Omnichannel experience platform, Brauz is pleased to see some of the measures put in place by the government, such as petrol tax cuts to minimise the impact of these rising costs. But it needs to go further to include increased housing and childcare support, in order to prevent the damage seeping into all areas of the economy, according to CEO, Lee Hardham.

“Retailers have had it tough during the pandemic. Almost 18 months of sporadic lockdowns were topped off with supply chain issues, staff shortages and the Omicron outbreak,” he said.

“Whilst consumer sentiment started looking up in February according to the ABS, the Consumer Sentiment Index declined 4.2% month-on-month in March as a result of concerns over the war in Ukraine, the floods in south-east Queensland and Northern NSW and expectations of higher inflation and interest rates. This is the weakest score since September 2020.

“There is a definite fear amongst the retail industry that consumer spending will take a nosedive as the uncertainty around the rapidly rising cost of living leads consumers to hold on tighter to their disposable incomes. Retailers themselves have faced rising costs of business, from costs of fabric to freight fees. Some, particularly smaller retailers, have been forced to pass these costs onto customers, further inflating the issue of living affordability,” he added.

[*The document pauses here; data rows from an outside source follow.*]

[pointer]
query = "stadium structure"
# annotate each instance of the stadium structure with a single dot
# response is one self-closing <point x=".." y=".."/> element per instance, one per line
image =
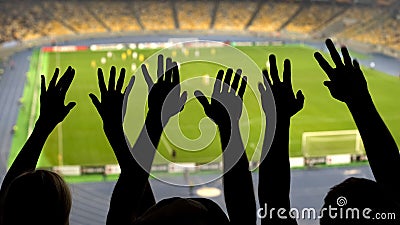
<point x="37" y="36"/>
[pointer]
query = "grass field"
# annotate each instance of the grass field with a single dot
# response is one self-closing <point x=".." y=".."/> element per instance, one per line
<point x="80" y="140"/>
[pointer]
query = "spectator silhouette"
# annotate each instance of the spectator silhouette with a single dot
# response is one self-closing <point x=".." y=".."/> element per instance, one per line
<point x="225" y="109"/>
<point x="132" y="200"/>
<point x="30" y="196"/>
<point x="274" y="170"/>
<point x="347" y="84"/>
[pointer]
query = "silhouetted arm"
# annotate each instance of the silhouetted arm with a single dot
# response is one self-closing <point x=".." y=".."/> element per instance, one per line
<point x="52" y="112"/>
<point x="274" y="171"/>
<point x="225" y="110"/>
<point x="347" y="84"/>
<point x="132" y="194"/>
<point x="127" y="200"/>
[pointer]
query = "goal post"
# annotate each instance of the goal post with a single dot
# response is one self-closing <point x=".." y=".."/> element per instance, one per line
<point x="324" y="143"/>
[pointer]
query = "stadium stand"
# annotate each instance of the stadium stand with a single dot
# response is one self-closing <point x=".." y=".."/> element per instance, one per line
<point x="376" y="20"/>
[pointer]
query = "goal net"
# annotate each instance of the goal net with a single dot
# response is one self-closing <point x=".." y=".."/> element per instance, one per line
<point x="323" y="143"/>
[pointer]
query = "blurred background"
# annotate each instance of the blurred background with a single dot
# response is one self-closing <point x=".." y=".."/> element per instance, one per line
<point x="38" y="35"/>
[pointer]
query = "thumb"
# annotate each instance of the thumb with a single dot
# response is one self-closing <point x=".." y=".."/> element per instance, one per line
<point x="182" y="100"/>
<point x="202" y="99"/>
<point x="69" y="107"/>
<point x="261" y="88"/>
<point x="95" y="102"/>
<point x="300" y="99"/>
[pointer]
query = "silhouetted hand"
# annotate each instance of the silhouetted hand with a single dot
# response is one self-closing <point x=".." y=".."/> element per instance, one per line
<point x="52" y="108"/>
<point x="286" y="102"/>
<point x="226" y="104"/>
<point x="110" y="107"/>
<point x="165" y="99"/>
<point x="346" y="82"/>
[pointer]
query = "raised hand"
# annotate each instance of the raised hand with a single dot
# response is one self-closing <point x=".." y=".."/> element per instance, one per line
<point x="286" y="103"/>
<point x="346" y="82"/>
<point x="226" y="104"/>
<point x="165" y="99"/>
<point x="110" y="107"/>
<point x="52" y="108"/>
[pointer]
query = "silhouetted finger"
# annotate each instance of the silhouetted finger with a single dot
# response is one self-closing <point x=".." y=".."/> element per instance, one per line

Point of sale systems provider, Lightspeed recognised the challenges faced by the retail and hospitality industry over the last two years, so any support is welcome, but staff shortages is a major issue that was not considered in the Budget.

“There is record unemployment but there are also record jobs available and these need to be filled to keep our economy alive and support business,” head of marketing, Simon Le Grand said.

“Both industries are customer-facing and require more people to be in those roles to keep businesses functioning. Instead, they are operating on skeleton staff between rising Covid cases and a smaller pool of talent.

“We believe both industries need direct investment in talent from the government to assist with these staff shortages and support for SMBs that have had to temporarily shut their doors due to their staff being sick. Measures like these would help reboot both industries, so it is disappointing to see little done to support either.”